I’ve described arriving in Page, Arizona. It was a time to buy provisions, do laundry and purposely begin heading in a vague direction toward home. It is amazing what can happen in one day. The next two blogs will be pictorial accounts of an amazing and ongoing trek.
“All I’ve ever wanted was an honest week’s pay for an honest day’s work.”
(Remember that images can be enlarged by clicking on them)
I am determined to journey homeward in a meandering fashion, with no particular route planned. The journey, after all, is its own reward. After all the repairs and expenses I knew I dare drift no further eastward, away from the general direction of home on Vancouver Island. I arrived in Flagstaff, where it was cold, snowy and blowing. I found a McDonalds and checked my e-mail and the weather. With more real winter to come, I checked for an RV Park then entered the data into my dash-mounted GPS. It lead me for miles in all directions and finally in the gathering darkness, I fired the miserable little box.
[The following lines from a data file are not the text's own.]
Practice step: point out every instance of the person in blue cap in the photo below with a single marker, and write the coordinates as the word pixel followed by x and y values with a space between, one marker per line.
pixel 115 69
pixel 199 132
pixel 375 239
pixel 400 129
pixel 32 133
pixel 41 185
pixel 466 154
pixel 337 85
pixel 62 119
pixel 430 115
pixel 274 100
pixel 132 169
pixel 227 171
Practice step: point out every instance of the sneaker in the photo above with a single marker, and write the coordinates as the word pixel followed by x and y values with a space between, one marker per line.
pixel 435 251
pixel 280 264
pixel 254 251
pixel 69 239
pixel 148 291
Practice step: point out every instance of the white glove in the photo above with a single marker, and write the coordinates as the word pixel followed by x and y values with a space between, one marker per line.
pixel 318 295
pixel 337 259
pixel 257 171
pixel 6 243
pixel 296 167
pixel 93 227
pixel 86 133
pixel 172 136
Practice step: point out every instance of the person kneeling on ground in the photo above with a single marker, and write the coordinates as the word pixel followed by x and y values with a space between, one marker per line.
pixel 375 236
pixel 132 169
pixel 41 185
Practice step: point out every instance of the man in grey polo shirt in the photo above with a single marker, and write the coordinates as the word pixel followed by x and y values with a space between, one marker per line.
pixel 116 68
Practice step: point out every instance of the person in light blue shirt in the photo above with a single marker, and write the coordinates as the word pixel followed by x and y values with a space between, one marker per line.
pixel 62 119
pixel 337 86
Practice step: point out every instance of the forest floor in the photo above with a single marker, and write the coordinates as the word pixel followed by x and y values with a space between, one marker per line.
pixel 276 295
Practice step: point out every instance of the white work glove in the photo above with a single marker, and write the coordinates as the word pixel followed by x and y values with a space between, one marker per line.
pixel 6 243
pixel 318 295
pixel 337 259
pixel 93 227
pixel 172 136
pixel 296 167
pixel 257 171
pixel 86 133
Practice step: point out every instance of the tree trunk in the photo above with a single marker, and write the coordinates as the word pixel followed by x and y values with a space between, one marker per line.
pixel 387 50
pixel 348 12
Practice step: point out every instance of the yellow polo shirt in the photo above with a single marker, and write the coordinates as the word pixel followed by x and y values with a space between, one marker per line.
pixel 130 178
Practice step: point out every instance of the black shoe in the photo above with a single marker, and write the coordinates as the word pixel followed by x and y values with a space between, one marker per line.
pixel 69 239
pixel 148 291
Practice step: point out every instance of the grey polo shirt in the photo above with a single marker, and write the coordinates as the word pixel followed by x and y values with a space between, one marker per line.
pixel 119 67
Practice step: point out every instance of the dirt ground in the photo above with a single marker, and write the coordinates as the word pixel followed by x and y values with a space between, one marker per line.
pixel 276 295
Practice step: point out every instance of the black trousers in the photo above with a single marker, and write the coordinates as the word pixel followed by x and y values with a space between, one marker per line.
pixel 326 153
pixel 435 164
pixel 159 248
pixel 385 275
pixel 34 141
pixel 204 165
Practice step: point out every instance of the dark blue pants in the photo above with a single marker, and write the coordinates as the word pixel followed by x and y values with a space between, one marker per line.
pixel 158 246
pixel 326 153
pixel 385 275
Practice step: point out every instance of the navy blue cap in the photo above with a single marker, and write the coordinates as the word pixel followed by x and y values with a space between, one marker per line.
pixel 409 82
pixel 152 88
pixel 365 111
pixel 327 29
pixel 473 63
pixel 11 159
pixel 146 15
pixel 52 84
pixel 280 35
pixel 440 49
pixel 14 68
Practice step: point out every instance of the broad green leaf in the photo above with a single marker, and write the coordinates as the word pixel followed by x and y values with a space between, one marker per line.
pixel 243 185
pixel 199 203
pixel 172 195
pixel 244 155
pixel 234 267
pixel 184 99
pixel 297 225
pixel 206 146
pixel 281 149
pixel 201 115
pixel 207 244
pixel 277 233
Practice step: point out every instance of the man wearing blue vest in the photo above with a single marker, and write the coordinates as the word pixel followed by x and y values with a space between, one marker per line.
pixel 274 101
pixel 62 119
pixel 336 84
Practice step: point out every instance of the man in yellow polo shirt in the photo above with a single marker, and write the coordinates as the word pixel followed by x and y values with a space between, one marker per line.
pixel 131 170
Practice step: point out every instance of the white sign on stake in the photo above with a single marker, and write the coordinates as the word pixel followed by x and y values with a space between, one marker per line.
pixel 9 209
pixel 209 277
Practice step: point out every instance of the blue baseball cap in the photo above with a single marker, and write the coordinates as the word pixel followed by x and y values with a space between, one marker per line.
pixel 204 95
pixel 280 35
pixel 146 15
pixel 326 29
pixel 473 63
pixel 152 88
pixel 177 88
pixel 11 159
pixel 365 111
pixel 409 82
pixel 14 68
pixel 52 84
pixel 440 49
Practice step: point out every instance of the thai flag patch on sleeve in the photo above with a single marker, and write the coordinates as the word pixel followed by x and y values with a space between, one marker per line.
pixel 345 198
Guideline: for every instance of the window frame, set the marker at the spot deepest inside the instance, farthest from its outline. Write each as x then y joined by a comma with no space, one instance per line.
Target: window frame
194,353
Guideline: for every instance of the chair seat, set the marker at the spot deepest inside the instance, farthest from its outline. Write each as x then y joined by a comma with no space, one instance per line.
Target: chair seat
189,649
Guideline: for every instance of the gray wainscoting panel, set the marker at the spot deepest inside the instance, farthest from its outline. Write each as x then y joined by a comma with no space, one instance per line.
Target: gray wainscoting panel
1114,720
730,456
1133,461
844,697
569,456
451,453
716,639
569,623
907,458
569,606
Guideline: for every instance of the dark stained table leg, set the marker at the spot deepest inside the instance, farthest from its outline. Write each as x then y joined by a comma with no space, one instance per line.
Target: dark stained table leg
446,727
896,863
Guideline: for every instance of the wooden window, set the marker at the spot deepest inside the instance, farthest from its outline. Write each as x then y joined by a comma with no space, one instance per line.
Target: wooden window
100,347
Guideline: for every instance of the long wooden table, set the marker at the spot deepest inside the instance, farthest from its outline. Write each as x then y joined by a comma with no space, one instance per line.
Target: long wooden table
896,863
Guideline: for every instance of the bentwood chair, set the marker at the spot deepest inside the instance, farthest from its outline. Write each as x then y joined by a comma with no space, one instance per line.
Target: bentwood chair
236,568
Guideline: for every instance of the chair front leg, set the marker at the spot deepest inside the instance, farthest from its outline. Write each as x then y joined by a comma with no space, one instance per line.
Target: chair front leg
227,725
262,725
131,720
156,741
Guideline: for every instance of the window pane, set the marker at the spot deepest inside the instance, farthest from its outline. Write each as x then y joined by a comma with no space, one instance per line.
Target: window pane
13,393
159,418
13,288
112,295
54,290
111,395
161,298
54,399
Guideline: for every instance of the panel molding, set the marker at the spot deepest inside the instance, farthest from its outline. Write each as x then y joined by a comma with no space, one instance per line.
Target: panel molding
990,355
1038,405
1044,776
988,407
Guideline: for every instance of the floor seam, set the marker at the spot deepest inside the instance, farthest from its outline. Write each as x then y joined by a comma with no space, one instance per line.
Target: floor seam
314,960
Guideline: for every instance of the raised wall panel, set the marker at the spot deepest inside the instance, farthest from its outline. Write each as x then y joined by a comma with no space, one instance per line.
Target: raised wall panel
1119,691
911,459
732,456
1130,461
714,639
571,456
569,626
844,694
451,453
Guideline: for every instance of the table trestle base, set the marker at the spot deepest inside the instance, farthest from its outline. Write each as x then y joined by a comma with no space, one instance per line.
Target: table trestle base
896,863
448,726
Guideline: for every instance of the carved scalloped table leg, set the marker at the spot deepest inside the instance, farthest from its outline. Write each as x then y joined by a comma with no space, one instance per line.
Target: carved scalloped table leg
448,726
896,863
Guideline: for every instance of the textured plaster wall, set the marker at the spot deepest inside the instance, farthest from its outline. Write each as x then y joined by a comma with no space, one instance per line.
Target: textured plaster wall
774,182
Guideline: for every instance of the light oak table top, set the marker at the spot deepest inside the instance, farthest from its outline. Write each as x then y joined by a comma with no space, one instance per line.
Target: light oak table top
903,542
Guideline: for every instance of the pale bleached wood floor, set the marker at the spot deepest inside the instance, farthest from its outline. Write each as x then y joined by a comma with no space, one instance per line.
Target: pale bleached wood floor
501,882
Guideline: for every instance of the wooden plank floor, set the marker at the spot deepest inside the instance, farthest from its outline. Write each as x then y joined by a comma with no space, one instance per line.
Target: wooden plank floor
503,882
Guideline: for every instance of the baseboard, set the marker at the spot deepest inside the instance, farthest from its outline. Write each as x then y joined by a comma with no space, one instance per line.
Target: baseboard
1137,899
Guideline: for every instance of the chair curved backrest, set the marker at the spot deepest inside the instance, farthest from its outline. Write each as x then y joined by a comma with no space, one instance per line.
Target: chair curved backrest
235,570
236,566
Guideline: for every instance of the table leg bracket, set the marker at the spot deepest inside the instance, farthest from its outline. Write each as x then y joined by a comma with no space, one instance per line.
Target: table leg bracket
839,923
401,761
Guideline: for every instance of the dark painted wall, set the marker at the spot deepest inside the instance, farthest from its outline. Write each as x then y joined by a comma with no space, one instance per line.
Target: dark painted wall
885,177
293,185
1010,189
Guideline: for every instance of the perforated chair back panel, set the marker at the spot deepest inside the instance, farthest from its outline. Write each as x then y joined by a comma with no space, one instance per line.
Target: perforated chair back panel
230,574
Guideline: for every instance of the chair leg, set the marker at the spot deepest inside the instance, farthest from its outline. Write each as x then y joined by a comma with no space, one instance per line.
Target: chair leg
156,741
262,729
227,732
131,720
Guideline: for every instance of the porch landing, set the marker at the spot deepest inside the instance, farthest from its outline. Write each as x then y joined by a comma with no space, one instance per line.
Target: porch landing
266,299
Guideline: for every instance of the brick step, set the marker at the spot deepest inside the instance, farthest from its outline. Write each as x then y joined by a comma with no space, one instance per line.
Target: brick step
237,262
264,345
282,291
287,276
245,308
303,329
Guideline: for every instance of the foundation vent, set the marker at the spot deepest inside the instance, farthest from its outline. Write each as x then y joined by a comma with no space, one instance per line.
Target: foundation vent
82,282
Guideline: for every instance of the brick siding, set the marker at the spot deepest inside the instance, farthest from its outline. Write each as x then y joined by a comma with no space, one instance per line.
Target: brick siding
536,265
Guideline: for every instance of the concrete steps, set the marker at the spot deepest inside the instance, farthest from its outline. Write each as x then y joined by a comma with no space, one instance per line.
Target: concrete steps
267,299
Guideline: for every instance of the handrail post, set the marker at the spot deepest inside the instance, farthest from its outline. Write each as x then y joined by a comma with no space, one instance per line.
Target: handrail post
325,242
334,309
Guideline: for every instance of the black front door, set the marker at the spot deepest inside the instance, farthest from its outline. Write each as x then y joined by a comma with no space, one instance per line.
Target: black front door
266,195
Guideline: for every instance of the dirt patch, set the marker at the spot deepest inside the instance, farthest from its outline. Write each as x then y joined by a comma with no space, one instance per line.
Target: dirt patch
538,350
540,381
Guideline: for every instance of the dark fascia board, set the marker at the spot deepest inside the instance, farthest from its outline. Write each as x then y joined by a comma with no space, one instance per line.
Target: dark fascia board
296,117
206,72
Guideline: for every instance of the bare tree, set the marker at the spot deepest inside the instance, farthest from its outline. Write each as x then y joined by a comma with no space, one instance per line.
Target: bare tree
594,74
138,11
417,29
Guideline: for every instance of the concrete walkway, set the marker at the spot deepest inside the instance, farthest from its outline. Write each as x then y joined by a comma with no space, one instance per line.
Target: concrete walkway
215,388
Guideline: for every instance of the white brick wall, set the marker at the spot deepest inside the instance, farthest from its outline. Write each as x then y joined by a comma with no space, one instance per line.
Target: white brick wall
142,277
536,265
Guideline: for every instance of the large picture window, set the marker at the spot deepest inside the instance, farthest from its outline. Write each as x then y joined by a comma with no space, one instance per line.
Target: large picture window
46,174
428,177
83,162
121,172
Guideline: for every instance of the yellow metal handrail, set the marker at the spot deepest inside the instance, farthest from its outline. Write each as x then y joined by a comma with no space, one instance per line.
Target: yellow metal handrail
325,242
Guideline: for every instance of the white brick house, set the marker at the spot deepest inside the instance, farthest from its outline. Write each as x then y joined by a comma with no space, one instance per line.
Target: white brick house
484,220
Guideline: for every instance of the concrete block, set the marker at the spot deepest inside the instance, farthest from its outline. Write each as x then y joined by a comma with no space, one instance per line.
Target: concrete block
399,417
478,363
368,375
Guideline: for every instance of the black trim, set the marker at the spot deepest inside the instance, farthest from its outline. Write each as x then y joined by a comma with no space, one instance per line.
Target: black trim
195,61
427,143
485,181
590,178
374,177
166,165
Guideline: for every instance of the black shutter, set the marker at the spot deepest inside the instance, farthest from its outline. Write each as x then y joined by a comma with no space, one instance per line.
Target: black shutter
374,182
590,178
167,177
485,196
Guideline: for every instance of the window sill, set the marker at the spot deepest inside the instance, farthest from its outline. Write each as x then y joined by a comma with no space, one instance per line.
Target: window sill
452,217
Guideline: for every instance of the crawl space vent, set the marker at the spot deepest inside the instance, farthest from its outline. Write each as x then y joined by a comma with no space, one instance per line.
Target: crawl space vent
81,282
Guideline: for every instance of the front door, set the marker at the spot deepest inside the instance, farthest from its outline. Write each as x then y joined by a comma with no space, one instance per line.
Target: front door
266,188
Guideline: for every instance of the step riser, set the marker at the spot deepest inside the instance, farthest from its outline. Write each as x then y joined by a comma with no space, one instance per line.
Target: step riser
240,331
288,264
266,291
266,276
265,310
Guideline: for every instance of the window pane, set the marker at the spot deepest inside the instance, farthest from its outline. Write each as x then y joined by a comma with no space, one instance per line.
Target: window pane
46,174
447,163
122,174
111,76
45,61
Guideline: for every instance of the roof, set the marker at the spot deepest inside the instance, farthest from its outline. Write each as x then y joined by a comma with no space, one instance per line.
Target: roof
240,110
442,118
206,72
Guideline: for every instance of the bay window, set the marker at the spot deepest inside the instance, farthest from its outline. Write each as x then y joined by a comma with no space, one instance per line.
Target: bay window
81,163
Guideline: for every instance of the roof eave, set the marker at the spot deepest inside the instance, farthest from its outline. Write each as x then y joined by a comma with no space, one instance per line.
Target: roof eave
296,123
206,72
The Grand Canyon was in my sights so I headed westward, where I would turn on to Highway 64 and find any old place to camp.
The night was crackling cold. I piled on all my blankets and thanked the Gods for my propane furnace. The stars were amazing. By morning the potable water pump had frozen. I was worried about split plumbing but all’s well that ends. I arrived at the Park Gate, paid the horrific fee, and found my way to the snowy parking lot. I’ve seen thousands of photos and films of this incredible hole in the planet, but nothing can prepare a person for the moment when you first look upon the Grand Canyon. If you are not rendered speechless, then you are a sad creature indeed. My photos can only confirm that I was there; they cannot do justice to the expansive and overwhelming feeling of the place.
Unfortunately the price of being able to easily attend one of the world’s greatest marvels is that there are people, bus loads of them, steadily arriving in an endless convoy. They overwhelmed the place, with hordes pushing, shouting, being rude in every possible way and seemed oblivious to any sanctity or wonder. They’d come half-way around the planet to take selfies on their mobile phones and absolutely nothing else seemed to matter. I really do try to love all of God’s creatures and I hate categorization and racism so all I’ll say is that it is holiday time in celebration of Chinese New Year. “Gong Xi Fa Cai” with all due respect! These tourists were everywhere, I mean every-bloody where I was to go in the following days. Their behaviour was consistently rude and arrogant. Shop keepers and vendors expressed dread at their invasion. I’ve been in China, the folks there are charming and considerate. I cannot explain beyond my personal observation of what happens when they are visiting here. I should quickly add that I’ve found other cuacasion cultural groups just as abominable when on their vacation. People!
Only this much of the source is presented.